Kevin Duffy on the legacy of the 2008 financial bailouts


In his recent interview in Barron's (“Hank Paulson Says the Financial Crisis Could Have Been 'Much Worse’,” September 17, 2018), former Treasury Secretary Henry Paulson claimed, “The timing, cause, and severity of the next financial crisis are impossible to predict.  Of course someone will get it right and will be credited with doing so, but he or she won’t spot the next one.”  Having warned about the late ‘80s Japan bubble, late ’90s tech bubble and mid ‘00s credit bubble (“For Whom Do the Bells Toll?,” June 18, 2007), I’ll take that as a challenge.  The root cause is always artificially low rates set by central banks.  Since this period of low rates was longer (7 years vs. 2 ½ from 2002-04), deeper and more global, the next crisis will be more widespread and prolonged.  As for timing, it’s anyone’s guess but with rising rates, narrowing leadership (just 5 of 35 country stock markets up on the year), investor euphoria (record low cash levels at Schwab), and wild speculation (first cryptocurrencies, now cannabis stocks), the lights are flashing red.

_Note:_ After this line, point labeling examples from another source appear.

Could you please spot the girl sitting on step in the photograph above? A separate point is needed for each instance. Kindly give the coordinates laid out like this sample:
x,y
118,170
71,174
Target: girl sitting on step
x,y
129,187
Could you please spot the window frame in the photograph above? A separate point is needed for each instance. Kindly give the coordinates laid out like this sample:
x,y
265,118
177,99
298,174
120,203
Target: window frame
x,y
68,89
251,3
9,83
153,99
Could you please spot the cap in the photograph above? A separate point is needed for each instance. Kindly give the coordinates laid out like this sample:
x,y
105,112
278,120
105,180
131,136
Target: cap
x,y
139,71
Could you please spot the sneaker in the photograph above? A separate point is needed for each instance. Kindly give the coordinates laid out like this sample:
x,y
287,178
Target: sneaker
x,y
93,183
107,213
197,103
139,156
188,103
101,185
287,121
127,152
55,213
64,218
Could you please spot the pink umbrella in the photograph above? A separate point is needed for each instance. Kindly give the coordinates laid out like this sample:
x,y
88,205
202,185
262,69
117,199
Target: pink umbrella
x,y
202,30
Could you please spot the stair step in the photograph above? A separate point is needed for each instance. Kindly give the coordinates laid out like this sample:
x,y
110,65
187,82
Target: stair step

There are plenty of areas of fragility.  Within the U.S., since the end of 2008 student loan debt is up 127%, auto loan debt 57%, corporate debt 76%, public debt 98%.  Margin debt has more than tripled.  Outside the U.S., Canada and Australia are experiencing housing bubbles while emerging market debt has gone from 110% of GDP to 194% according to the Bank for International Settlements.  Other potential landmines: Chinese corporate debt has increased by 64% of GDP, Italian government debt by 40% of GDP, and Japanese government debt by 61% of GDP.

Unlike the tech and credit bubbles, which were sector-specific, the bubble today is in “everything.”  This is the true legacy of Paulson, Geithner, Bernanke, Frank & Co.